My trip home had been planned for weeks, after learning of my mother's recent diagnosis of dementia last month. I could've told you it was happening, but somehow I was still completely blindsided when my mother called to tell me.
A scary dream involving my oldest sister caused me to call her this week before the trip. The worst of my fears had been confirmed during our chat; my mother's dementia is proving to be extremely progressive. I wasn't ready to hear that my father is also not doing well, having a bad fall in the shower a couple weeks ago, which left him there for hours until my mother called 911.
On Friday, I got into an accident in the parking lot of somewhere I hadn't even intended being. The accident caused my one of my backlights to get ripped out and completely non-functioning. The loss of light delayed my trip as I couldn't drive at night without the light. I took it as a sign that I needed to sit still for a bit, though I kept running errands and getting work done until almost 11:30 pm. I have yet to find my off switch.
I finally arrived home in Rhode Island on Saturday after making my way through four hours of traffic. My visit was rushed, but I made the most of every moment. I went home to face my mother in this new chapter.
I have always wanted my parents' love and admiration, their approval and affection. But it has taken me most of my life to understand that's just not how they're built. This trip home, I went out of love instead of for love. Miraculously, I felt the most love from my parents almost ever. I was thankful for the time spent.
Much of my life has been spent trying to avoid becoming like my mother (mentally ill).

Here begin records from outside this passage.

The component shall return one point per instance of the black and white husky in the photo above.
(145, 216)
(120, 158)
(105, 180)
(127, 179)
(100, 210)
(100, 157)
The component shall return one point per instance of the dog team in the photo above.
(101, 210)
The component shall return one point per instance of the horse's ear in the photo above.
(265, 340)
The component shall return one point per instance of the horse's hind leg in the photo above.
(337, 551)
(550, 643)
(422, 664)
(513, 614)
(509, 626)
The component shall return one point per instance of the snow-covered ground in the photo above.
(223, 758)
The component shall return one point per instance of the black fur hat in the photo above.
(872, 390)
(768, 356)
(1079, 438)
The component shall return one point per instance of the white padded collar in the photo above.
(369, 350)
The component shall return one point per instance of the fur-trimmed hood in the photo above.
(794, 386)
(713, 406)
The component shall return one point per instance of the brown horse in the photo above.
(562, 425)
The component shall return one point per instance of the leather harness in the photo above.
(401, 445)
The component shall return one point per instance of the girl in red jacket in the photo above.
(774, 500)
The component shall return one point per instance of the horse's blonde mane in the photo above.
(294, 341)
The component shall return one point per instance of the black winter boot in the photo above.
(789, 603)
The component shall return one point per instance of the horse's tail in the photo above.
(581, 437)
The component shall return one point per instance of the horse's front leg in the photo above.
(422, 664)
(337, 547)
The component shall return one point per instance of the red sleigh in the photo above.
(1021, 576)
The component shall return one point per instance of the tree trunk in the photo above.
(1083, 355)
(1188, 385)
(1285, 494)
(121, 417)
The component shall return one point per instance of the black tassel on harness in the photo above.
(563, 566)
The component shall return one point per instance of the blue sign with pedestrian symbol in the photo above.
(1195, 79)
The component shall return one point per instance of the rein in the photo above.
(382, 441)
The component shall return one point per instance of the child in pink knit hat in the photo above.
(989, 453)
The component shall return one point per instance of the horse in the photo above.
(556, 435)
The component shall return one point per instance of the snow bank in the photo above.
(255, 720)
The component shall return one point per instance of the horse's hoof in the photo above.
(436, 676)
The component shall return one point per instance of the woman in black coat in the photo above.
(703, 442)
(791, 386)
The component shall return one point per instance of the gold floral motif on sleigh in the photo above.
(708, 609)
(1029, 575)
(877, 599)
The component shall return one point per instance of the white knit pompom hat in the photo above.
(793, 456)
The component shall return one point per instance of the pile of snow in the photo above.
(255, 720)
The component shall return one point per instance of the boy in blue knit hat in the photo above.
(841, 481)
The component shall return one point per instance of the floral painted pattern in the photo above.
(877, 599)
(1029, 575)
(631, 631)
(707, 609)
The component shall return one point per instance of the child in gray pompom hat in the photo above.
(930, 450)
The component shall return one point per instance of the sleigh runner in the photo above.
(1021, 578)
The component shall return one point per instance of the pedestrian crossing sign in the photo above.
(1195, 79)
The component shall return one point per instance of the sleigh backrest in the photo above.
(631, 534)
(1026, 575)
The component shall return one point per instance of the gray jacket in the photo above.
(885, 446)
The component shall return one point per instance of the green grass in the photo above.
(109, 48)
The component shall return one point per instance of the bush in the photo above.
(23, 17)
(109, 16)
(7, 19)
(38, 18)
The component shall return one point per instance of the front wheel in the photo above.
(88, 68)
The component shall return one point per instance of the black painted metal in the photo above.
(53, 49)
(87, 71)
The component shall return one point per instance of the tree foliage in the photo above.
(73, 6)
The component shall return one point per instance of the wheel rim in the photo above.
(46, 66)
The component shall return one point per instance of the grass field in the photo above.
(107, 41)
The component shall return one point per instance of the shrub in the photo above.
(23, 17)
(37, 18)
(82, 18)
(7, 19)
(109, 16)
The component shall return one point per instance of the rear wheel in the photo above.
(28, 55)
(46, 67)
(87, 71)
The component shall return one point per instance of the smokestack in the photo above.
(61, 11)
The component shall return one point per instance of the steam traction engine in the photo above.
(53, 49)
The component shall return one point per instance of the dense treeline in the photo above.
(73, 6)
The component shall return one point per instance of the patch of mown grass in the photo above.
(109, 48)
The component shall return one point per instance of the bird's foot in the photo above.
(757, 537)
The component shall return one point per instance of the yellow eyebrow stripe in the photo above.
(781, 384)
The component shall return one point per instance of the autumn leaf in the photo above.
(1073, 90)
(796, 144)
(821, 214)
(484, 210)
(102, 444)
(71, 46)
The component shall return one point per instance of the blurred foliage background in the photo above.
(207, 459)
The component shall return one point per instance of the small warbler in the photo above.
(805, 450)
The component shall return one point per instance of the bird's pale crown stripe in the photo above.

I can honestly say that I have exhausted a great deal of time and energy in this regard. As my parents are now closer to the end of their lives than the beginning, my perspective has begun to shift. I just want to cherish every moment. With each passing day, I thank God for my Father, who I still have time with, and my mother, whose nature is irrelevant to the love I have for her.
Cherish your parents. Sometimes we put people so far up on an impossible pedastal that we don't appreciate them until they're gone. Don't wait that long.